Previous Topic: DEFPROT AttributeNext Topic: VM Protection Examples

Securing ResourcesResource Access ControlBypass Resource Checking

Bypass Resource Checking

Earlier in this chapter you learned that by using ACTION(NODSN), along with the TSS PERMIT command, you can specify that no data set checking will be performed for that particular volume. In some rare cases, however, you may want to extend that bypass privilege so that any time a particular ACID makes a certain type of access request, those requests will bypass security checks.

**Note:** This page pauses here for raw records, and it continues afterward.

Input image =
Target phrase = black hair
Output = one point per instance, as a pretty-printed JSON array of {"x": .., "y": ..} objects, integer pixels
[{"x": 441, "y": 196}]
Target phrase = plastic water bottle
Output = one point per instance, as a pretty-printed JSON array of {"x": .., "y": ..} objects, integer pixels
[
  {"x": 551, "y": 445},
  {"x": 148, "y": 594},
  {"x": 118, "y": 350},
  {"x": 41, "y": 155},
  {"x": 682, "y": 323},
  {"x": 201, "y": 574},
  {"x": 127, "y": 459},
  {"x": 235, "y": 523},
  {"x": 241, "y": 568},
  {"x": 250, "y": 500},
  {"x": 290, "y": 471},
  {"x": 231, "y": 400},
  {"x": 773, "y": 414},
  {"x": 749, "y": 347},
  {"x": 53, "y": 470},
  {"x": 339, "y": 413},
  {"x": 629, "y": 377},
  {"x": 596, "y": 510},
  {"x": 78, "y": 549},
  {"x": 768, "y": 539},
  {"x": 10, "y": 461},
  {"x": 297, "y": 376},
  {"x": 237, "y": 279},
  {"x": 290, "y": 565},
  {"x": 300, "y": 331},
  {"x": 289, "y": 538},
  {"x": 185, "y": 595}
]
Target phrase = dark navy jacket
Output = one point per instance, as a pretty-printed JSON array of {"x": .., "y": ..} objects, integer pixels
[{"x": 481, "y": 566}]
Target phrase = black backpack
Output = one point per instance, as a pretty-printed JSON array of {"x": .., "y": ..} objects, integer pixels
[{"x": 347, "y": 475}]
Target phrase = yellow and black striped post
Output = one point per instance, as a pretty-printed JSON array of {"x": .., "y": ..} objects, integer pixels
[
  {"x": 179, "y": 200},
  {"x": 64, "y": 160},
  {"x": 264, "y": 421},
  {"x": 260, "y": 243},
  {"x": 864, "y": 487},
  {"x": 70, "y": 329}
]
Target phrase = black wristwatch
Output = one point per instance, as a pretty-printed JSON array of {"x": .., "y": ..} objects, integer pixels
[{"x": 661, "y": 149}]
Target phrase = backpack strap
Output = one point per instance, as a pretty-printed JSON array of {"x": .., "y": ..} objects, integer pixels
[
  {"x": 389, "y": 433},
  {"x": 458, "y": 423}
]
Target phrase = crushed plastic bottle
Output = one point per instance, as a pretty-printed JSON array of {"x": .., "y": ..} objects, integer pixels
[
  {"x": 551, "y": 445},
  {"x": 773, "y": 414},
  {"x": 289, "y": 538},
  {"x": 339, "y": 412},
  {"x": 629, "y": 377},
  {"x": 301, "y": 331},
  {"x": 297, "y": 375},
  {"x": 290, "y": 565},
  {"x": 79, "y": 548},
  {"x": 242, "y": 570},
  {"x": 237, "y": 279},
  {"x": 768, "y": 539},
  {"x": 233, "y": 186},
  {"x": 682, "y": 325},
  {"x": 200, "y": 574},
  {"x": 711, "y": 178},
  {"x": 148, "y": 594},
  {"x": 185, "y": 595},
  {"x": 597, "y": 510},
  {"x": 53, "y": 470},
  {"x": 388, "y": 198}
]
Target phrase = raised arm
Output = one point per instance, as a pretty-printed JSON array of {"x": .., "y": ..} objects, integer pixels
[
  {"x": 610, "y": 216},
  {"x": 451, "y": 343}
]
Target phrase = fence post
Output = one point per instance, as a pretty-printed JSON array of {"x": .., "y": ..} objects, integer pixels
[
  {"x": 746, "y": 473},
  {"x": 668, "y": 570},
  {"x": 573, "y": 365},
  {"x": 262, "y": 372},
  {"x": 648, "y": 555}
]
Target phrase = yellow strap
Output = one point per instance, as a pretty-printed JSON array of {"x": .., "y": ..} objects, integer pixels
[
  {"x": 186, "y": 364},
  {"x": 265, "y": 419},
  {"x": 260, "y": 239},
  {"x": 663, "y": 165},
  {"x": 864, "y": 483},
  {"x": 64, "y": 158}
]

Note: We do not recommend this type of blank check security access for ordinary usage. Limit its use to setting up disaster recovery procedures.

You can do this by simply adding one or more bypass attributes to the ACID. This type of action is not recommended for most users. The following list of bypass options (also called no-check attributes) should be used with great care if at all. They are as follows:

NORESCHK

Allows the ACID to bypass all resource checking with the exception of data sets and volumes.

NOVOLCHK

Allows the ACID to bypass all volume checking.

Note: If data set access it being requested,CA Top Secret responds according to the data set authorizations. To allow an ACID unrestricted access to an entire volume, you must also add the NODSNCHK attribute.

NODSNCHK

Allows an ACID to bypass data set checking. Not to be confused with ACTION(NODSN) which only affects access requests for a particular volume.

NOLCFCHK

Allows an ACID to bypass LCF checking.

NOSUBCHK

Allows an ACID to bypass job submission security checking. This way an associated ACID can submit all jobs regardless of the (derived) ACID on the job card being submitted.

NOVMDCHK

Allows an ACID to bypass VM minidisk link checking.

Add these attributes to an ACID through the TSS ADD command, and rescind them through the TSS REMOVE command. For example, the following allows the SUPRACID to bypass all resource checking:

TSS ADD(SUPRACID) NORESCHK NOVOLCHK NODSNCHK NOVMDCHK

While the following example removes those privileges:

TSS REM(SUPRACID) NORESCHK NOVOLCHK NODSNCHK NOVMDCHK

To administer these no-check attributes, the Security Administrator must have the appropriate administrative authority.